The so-called Aussie extended gains after touching the highest level this month against the yen and dollar after U.S. payrolls rose less than projected in August, spurring speculation continued weakness will encourage the Federal Reserve to add stimulus. The South Pacific currencies rose against most major peers after commodity prices yesterday climbed for the first day this week.
“The Australian dollar is going to be well supported today,” said Andrew Salter, a strategist in Sydney at Australia & New Zealand Banking Group Ltd. “The decision by the ECB to engage in some form of asset-purchase program is going to underpin risk sentiment. That’s going to benefit the Australian dollar.”
The Aussie rose 1 percent to $1.0392 as of 1:30 p.m. in New York, after touching the strongest level since Aug. 29. The currency advanced 0.2 percent to 81.24 yen and reached 81.63, the most since Aug. 29. The New Zealand dollar, known as the kiwi, added 1.3 percent to 81.18 U.S. cents following yesterday’s 0.9 percent advance.
The Australian dollar has climbed 0.7 percent since Aug. 31, snapping three weeks of declines. The New Zealand dollar strengthened 1 percent over the past week.
Australian government bonds fell, pushing the yield on 10-year government debt to its highest level since Aug. 29. The rate advanced 10 basis points to 3.20 percent. The advance in rates was the biggest since Aug. 16.
The MSCI Asia Pacific Index of stocks climbed 2.7 percent. That followed gains yesterday of 1.9 percent in MSCI’s World Index and 0.2 percent for the Thomson Reuters/Jefferies CRB Index of raw materials, its first advance since Aug. 31.
The Aussie and kiwi rose yesterday after European Central Bank President Mario Draghi announced an unlimited bond-purchase program to regain control of interest rates in the euro area and fight speculation of a currency breakup.
The program “will enable us to address severe distortions in government bond markets which originate from, in particular, unfounded fears on the part of investors of the reversibility of the euro,” Draghi said at a press conference in Frankfurt after the ECB held its benchmark rate at a record low of 0.75 percent.
The U.S. economy added 96,000 workers after a revised 141,000 increase in July that was smaller than initially estimated, Labor Department figures showed today in Washington. The median estimate of 92 economists surveyed by Bloomberg called for a gain of 130,000. The jobless rate fell to 8.1 percent.
Concern about jobs growth may prompt the U.S. central bank to implement a third round of asset purchases, or quantitative easing, in a bid to stimulate the economy. Such measures tend to debase the U.S. currency relative.

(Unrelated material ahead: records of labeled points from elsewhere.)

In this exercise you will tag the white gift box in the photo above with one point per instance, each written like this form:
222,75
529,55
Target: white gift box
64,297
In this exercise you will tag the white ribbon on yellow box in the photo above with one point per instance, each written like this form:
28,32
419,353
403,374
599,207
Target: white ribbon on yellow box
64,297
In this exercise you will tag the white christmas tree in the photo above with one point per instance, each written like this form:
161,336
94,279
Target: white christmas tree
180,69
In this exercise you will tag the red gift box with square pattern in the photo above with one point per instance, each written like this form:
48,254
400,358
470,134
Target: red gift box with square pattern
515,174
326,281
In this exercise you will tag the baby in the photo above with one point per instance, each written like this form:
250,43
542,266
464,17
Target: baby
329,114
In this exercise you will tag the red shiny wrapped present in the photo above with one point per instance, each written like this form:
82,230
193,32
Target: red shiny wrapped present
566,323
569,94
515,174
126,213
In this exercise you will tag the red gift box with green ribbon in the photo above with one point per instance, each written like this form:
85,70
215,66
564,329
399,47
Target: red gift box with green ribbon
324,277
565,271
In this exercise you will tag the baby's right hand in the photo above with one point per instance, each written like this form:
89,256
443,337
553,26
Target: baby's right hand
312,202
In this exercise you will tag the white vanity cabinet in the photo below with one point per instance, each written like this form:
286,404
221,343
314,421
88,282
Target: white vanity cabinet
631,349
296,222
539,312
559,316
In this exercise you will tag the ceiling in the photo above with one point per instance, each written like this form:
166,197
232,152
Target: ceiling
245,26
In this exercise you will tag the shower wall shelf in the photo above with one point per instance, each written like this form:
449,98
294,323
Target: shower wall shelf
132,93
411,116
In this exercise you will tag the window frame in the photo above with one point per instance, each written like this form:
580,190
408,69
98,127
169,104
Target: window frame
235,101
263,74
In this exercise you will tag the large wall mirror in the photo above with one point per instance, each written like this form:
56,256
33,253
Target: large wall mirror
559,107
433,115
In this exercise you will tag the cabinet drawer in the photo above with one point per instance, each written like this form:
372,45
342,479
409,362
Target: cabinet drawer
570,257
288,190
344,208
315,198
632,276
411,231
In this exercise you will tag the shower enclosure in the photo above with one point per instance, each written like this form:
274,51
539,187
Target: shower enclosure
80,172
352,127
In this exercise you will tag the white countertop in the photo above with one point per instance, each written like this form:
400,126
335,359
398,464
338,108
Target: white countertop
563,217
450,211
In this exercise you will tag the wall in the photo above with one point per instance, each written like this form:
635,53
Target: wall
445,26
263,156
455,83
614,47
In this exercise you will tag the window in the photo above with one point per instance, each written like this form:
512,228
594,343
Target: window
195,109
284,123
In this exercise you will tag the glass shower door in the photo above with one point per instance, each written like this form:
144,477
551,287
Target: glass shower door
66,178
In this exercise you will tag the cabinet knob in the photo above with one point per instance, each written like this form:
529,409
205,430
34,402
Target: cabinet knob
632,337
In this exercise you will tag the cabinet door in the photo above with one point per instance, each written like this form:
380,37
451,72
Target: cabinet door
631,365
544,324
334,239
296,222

The Fed’s policy committee next meets Sept. 12-13.
A private report today indicated that Australia’s building industry shrank in August at the fastest pace in 11 months, led by a slump in apartments and weaker engineering construction as demand from the resources industry wanes. The construction performance index fell to 32.2 last month from 32.6 in July, a survey by the Australian Industry Group and the Housing Industry Association released showed.
Australia recorded a wider-than-estimated trade deficit in July as weaker exports of gold and iron ore outpaced a decline in imports of industrial equipment. The shortfall was A$556 million ($574 million), from a revised A$227 million deficit in June, the Bureau of Statistics said today. The median estimate in a Bloomberg survey of 21 economists was for a deficit of A$300 million.